Pour Fabio Panetta, de la BCE, " il ne faut pas aller trop vite dans la hausse des taux d’intérêt "
La Banque centrale européenne (BCE) serait-elle à un virage ? Jeudi 1er juin, Christine Lagarde, sa présidente, a pour la première fois laissé entendre que la forte montée des taux d’intérêt pourrait bientôt s’arrêter : « Nous nous approchons de notre altitude de croisière et nous devons monter plus graduellement. »
Dans un entretien au Monde, Fabio Panetta, l’un des six membres du directoire de la BCE – considéré comme le plus « colombe » (favorable à un assouplissement de la politique monétaire) de tous – va dans le même sens, estimant que l’institution « n’est pas loin » du terme dans la hausse des taux. Il craint aussi une « récession technique » pour la zone euro courant 2023.
L’objectif de la BCE est de maintenir l’inflation à 2 %. Celle-ci est actuellement de 6,1 %. Faut-il s’en inquiéter ?
L’inflation est trop élevée, mais il n’y a pas de raisons de s’inquiéter. Nous mettons tout en œuvre pour ramener l’inflation à 2 %. En moins d’une année, nous avons fortement relevé nos taux d’intérêt, les faisant passer de – 0,5 % à 3,25 %, et l’inflation ralentit, comme les données publiées jeudi 1er juin [l’inflation en zone euro est passée de 7 % en avril à 6,1 % en mai] le confirment.
Nos hausses de taux renchérissent le crédit bancaire et cela affecte l’investissement des entreprises et des ménages. Mais la politique monétaire a un délai d’action assez long et il faut généralement plusieurs trimestres pour que ses effets réels se fassent pleinement sentir sur l’économie réelle et soient transmis à l’inflation.

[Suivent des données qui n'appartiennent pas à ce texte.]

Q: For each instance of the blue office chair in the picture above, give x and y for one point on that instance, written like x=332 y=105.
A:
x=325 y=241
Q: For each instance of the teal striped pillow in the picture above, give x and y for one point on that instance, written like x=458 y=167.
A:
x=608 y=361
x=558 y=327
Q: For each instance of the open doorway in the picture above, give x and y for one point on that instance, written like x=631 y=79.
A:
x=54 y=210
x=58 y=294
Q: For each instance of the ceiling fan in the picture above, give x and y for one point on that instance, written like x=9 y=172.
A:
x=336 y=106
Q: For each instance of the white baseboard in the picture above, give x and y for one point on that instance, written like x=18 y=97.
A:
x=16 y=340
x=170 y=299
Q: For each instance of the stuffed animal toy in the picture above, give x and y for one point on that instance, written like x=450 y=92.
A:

Mais combien de temps faudra-t-il avant que l’inflation ne revienne à un niveau raisonnable ? Disons 3 %.
Nos dernières projections macroéconomiques suggèrent une inflation d’environ 3 % début 2024 et proche de 2 % en 2025, sans tenir compte bien sûr d’éventuels nouveaux chocs.
La BCE affirme depuis l’automne 2021 que l’inflation reviendra bientôt à 2 %. Pourquoi les Européens vous croiraient-ils maintenant ?
Les investisseurs comprennent que la hausse de l’inflation est due à une série de chocs mondiaux ne relevant pas de la politique monétaire. Ils savent que nous continuerons à agir tant que nous n’observerons pas une évolution convaincante de l’inflation vers notre objectif de 2 %, et s’attendent à ce qu’elle revienne à ce niveau. Si nous n’avons pas réussi jusqu’à présent, ce n’est pas pour les raisons avancées par les commentateurs, qui annonçaient une forte hausse de l’inflation en 2021.
Personne n’avait prévu le grave engorgement des chaînes logistiques, la guerre en Ukraine ou la manipulation par la Russie des approvisionnements d’énergie. Sans ces événements imprévisibles, nous serions dans un monde totalement différent et l’inflation serait beaucoup plus faible.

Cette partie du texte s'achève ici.